Segundo relatos da International Christian Concern (ICC), uma organização dedicada à defesa de cristãos perseguidos, os agressores chegaram ao local em motocicletas, desferindo tiros indiscriminadamente contra comerciantes e clientes. Testemunhas descreveram um cenário de pânico e desordem, com indivíduos correndo em busca de abrigo; muitos foram alvejados ou sequestrados durante a fuga. O pastor Bamayi, após ser identificado pelos criminosos em meio ao caos, foi implacavelmente perseguido e executado, deixando esposa e cinco filhos.
A Crise de Segurança e a Resposta Oficial
O brutal assalto ao mercado reflete uma escalada de insegurança que tem assolado o estado de Níger. Residentes locais afirmaram ter emitido alertas sobre a presença de grupos armados na área dias antes do ataque, mas, lamentavelmente, nenhuma medida preventiva foi tomada pelas autoridades, que não teriam enviado efetivo policial para a proteção da comunidade. Além das mortes, os criminosos saquearam e incendiaram estabelecimentos comerciais, e continuaram a perseguir e sequestrar pessoas que tentavam escapar para áreas rurais, muitas delas fugindo para terras agrícolas.

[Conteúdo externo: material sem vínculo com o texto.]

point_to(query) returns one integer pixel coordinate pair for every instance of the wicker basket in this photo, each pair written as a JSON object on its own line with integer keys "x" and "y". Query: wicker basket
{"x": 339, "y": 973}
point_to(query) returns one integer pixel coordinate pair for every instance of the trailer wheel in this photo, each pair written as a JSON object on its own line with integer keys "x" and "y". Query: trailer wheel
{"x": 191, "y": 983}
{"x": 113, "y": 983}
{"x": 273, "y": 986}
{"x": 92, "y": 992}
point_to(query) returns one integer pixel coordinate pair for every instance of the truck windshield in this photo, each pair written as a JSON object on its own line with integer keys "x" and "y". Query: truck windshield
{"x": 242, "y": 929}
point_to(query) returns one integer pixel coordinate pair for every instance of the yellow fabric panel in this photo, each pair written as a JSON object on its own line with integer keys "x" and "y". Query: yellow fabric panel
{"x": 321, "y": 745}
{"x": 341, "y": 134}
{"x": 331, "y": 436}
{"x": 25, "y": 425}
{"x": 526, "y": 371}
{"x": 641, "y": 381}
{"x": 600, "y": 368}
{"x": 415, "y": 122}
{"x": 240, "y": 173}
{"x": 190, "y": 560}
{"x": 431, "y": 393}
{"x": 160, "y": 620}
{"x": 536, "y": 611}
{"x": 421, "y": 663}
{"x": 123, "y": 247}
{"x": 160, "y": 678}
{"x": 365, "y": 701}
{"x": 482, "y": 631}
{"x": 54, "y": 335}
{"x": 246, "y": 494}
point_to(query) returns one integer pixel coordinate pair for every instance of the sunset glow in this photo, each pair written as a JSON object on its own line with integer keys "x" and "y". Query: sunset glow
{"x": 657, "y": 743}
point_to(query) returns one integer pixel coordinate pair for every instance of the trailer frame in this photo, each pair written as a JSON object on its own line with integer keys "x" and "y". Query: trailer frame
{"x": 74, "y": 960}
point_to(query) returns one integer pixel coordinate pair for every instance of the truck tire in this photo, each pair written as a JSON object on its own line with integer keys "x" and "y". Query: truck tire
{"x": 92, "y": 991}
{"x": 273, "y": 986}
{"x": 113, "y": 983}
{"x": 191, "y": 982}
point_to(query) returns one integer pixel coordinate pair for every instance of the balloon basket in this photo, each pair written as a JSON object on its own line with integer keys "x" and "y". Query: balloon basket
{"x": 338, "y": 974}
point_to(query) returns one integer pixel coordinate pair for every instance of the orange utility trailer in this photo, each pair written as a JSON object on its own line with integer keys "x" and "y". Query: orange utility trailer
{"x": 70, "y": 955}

Em resposta aos eventos, um porta-voz do Comando da Polícia do Estado de Níger informou que uma operação de segurança conjunta, envolvendo forças policiais, militares e outras agências, está em curso. O objetivo é capturar os responsáveis pelo massacre e resgatar os civis sequestrados. No entanto, o medo persiste entre agricultores e comerciantes, cuja subsistência depende crucialmente dos mercados semanais, agora transformados em alvos potenciais em uma onda de violência que tem devastado a região nos últimos anos, com sequestros em massa e ataques a vilarejos e escolas.
Nigéria: Um Palco de Violência e Perseguição Religiosa
A Nigéria tem sido consistentemente classificada como um dos países mais perigosos para a prática do cristianismo no mundo. Dados recentes de organizações de direitos humanos e monitoramento religioso corroboram essa realidade alarmante. Um levantamento da Sociedade Internacional para Liberdades Civis e Estado de Direito (Intersociety) apontou que, em um período recente, milhares de cristãos foram detidos ou sequestrados por motivos relacionados à sua fé, enquanto mais de sete mil teriam sido assassinados por extremistas islâmicos e grupos terroristas Fulani.
O Crescimento dos Ataques e o Impacto Humanitário
A Missão Portas Abertas, em seu relatório de 2024, revelou que, das 4.476 mortes de cristãos registradas globalmente por sua fé naquele ano, uma esmagadora maioria — cerca de 3.100 casos — ocorreu na Nigéria. O país ocupa a 7ª posição na Lista Mundial da Perseguição da Portas Abertas, que classifica os 50 países onde é mais difícil ser cristão. A violência é impulsionada por grupos como o Boko Haram, a Província do Estado Islâmico da África Ocidental (ISWAP) e milícias Fulani, cujos ataques a vilarejos, escolas e centros comerciais, juntamente com sequestros para resgate, têm se intensificado de forma alarmante, mergulhando a nação em uma profunda crise humanitária e de segurança.